Blickt man auf die Künstlerinnen, dann hat die Ausstellung „Wien Berlin“ in der Berlinischen Galerie die besten Entdeckungen zu bieten.

Lotte Lasersteins „Im Gartenhaus“ und Jeanne Mammens „Revuegirls“. Bild: Berlinische Galerie/ Montage

Man muss den Kopf mal nach rechts, mal nach links schief auf die Schulter legen, um alle Szenen und Textzeilen, die Erika Giovanna Klien in den „Skandalnachrichten“ ihres „Klessheimer Sendboten“ ineinander verschachtelt gezeichnet und geschrieben hat, lesen zu können. Da sieht man die junge Frau mit dem Bubikopf mit Stiften und Pinseln, die sie in einem Köcher auf dem Rücken trägt, gegen eine Phalanx von fünf Männer kämpfend, die zunehmend blasser und blasser gezeichnet sind. Sie halten an einem Riesenbleistift fest, den sie wie einen Speer gegen die Künstlerin richten.

Eine Zeichnung weiter oben brüllen diese Männer „Blödsinn“, „Dreck“ und „Schwindel“, weil das Fräulein Erika Giovanna Klien einen Akt mit kubistischer Aufsplitterung der Formen gezeichnet hat. Ganz unten sieht man sie ein drittes Mal, diesmal verliebt einen jungen Mann umarmend – die Szene ist aus der Senkrechten in die Waagerechte gerutscht und wird vom Streit darüber ganz platt gequetscht.

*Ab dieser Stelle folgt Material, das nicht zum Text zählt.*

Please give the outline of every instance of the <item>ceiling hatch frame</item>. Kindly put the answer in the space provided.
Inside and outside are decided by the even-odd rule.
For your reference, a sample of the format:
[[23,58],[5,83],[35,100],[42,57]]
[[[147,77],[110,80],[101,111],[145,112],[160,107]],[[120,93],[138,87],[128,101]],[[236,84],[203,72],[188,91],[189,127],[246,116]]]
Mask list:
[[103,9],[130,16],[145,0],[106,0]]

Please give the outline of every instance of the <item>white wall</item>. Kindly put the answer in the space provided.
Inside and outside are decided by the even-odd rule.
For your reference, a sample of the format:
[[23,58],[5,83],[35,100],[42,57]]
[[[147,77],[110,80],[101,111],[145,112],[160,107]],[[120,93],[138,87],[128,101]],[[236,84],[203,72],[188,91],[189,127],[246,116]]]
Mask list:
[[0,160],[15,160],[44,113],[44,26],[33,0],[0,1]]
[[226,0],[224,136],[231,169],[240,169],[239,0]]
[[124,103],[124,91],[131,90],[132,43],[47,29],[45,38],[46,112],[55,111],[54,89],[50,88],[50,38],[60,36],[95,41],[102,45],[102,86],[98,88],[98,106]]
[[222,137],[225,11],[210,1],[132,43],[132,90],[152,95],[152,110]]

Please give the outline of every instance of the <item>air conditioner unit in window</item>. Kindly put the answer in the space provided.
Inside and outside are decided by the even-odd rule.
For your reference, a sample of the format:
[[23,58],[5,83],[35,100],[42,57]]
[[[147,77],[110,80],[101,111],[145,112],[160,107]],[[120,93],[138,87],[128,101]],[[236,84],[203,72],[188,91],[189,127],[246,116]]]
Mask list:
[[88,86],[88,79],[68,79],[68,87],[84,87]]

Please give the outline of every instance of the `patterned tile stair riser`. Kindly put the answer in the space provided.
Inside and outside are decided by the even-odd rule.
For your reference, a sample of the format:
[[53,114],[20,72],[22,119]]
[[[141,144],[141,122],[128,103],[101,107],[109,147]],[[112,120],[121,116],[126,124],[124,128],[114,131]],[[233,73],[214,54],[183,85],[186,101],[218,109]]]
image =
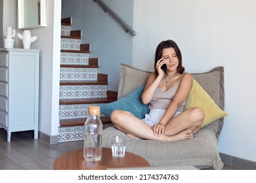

Mitte der zwanziger Jahre entstanden die Blätter des „Klessheimer Sendboten“, als die junge Künstlerin (geboren 1900) Wien verlassen musste, um als Kunstpädagogin in Klessheim Geld zu verdienen, an einer Schule für Ausdruckstanz. Anekdotisch und pointenreich schildert sie ihren Alltag, das Vermissen der Stadt und der Freunde. Hühner stolzieren durchs „Kleesheimer Amusement“, sie hört Jazzkappellen und träumt von Amerika. Die Aufteilung der Blätter und ihre grafische Dynamik nutzen Formmittel der Avantgarde, um ganz konkrete Inhalte zu transportieren. 1929 ging Klien tatsächlich an Amerika.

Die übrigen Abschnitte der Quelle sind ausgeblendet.